The first call we made after notifying our parents and making arrangements for Mark, who was twenty months old at the time, was to our church, requesting a pastor come and baptize Rachel as soon as possible after delivery. Pastor Jaeger came. Dear Pastor Jaeger. In fact, he was there at the hospital when we arrived, and he stayed for several hours until he was cleared to baptize her.
Unable to sit up, I watched from my bed next to hers. They never let me touch her or hold her. The best I could do was grab onto her tiny foot. I had never seen anything so small, so fragile. She weighed only 2 lbs. 5 oz. I can't relay adequately enough how relieved I was to see her washed in those baptismal waters. It meant everything to me. They delayed her transfer to a NICU unit across town until after it was done, and then they whisked her away. I wouldn't see her again for four days.
That first night was long. I missed my baby. I longed to hold her. I prayed earnestly for Rachel to be ok physically, but I never had to worry that she would be lost, because God had her... firmly in His grip now, and whatever happened... whatever... happened... I would see my little girl again.
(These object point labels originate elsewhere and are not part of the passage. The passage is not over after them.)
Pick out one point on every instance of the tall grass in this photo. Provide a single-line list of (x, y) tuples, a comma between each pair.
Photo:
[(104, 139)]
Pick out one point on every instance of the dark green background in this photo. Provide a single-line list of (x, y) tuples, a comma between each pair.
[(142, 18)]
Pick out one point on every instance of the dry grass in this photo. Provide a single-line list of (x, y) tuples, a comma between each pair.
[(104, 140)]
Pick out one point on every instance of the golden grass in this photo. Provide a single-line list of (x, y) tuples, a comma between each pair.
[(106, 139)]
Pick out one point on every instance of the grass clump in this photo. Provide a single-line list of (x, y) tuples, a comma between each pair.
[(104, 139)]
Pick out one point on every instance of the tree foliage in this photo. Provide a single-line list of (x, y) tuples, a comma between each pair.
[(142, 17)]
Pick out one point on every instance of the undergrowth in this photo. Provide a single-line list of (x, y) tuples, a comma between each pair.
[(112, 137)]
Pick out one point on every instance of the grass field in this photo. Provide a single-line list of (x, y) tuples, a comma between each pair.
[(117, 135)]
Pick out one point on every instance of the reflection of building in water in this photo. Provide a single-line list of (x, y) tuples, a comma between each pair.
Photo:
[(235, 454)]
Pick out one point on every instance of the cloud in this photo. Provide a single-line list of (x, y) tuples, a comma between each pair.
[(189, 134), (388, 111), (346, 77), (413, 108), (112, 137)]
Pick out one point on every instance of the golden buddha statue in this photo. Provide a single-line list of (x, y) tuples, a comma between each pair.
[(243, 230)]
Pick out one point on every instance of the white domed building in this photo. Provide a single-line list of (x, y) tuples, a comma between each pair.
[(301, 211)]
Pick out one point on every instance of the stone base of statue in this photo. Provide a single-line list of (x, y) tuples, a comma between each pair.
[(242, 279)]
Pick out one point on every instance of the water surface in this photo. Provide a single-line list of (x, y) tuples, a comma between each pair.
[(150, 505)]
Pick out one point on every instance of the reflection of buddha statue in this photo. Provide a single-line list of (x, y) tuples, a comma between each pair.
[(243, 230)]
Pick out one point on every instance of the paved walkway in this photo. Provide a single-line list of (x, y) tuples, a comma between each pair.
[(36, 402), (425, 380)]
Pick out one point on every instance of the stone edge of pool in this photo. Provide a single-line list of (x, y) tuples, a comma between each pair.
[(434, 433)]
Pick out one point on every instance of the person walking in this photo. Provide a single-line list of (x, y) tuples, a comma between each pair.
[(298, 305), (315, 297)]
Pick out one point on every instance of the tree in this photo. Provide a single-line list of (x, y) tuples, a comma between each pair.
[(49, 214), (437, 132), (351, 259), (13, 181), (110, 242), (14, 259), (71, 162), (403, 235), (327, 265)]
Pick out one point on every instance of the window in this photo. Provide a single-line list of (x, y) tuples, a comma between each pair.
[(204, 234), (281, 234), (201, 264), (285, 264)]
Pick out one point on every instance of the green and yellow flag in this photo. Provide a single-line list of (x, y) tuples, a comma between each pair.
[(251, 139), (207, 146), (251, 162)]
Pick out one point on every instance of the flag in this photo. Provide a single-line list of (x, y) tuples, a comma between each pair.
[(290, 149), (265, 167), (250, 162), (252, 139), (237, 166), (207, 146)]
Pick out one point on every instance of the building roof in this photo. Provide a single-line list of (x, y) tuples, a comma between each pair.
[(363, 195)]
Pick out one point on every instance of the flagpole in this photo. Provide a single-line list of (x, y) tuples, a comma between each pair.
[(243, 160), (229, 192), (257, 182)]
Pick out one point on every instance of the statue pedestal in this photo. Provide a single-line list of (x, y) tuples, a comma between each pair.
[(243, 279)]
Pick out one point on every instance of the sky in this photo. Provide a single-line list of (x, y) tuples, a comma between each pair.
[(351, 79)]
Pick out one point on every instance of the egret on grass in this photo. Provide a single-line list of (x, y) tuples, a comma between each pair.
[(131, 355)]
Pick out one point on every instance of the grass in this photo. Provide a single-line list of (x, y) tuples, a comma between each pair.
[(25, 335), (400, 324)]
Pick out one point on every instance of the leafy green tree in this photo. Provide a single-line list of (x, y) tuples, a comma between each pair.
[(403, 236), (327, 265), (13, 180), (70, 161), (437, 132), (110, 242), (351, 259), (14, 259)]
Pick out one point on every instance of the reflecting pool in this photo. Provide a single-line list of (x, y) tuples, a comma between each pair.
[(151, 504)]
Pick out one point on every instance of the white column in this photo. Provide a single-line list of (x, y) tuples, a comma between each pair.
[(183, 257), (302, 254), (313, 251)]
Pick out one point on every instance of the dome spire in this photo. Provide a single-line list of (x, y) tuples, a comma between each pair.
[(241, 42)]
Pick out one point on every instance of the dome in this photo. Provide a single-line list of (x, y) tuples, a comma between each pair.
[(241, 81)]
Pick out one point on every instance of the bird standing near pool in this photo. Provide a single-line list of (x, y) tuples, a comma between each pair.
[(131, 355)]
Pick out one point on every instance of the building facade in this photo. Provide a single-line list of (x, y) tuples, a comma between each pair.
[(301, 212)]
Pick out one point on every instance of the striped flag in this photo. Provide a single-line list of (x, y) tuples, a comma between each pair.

This is the reason Baptism is so important to me, to all believers. My son Mark who is a Lutheran pastor of a church in Spring, Texas, and also the one who has baptized all of our grandchildren, including Paisley, calls Baptism God's "Gotcha" moment. I love that. How comforting to rest in the assurance that He's got us safely in the palm of His almighty hand... no matter what.
This brings me back to last Saturday and sweet, little Paisley becoming a part of God's forever family. It was a wonderful day... the best of days. The entire family was there, including all the cousins. The aunts sang during the baptismal remembrance. Mark perfomed the baptism. Sarah and Adrian had the biggest smiles... and even some tears of joy. God is good, and He is faithful. So faithful.
Late that evening after we had arrived home, Sarah sent me a picture someone had taken of our family there with Paisley. It was all of us, the entire group; and as I looked at that photograph, I was overcome with emotion. Each of our children and each of our grandchildren has experienced their own "Gotcha" moment with God, and He contiues to hold them all firmly in His grip. It was the thread that touched my heart... that thread of faith being passed from generation to generation.
I tried to tell Tom, to relay what I was feeling, but the words just piled up inside my throat. It is not lost on me, the reality that things could have gone very differently with any of them or with me or with Tom. We are all fallible people. We try, and even with the best intentions, we fail miserably. As Christian parents we desire nothing more than that our children know and love the Lord, but that frailty of our sinful nature keeps tripping us up... our "lead by example" often falls flat, but God...
God is faithful. He steps up and steps in, redeeming our pitiful efforts, breathing new life into our failures... strengthening us, helping us to come full circle to a day like last Saturday when we have the great privilege of seeing God "stoop" to touch one of His own in the transformative waters of baptism. Paisley is His now. He's got her firmly in His grip. She has experienced her own "Gotcha" moment with God. To say I'm grateful would be a gross understatement, but I am... so grateful for ALL of it...
and for the thread that runs through it.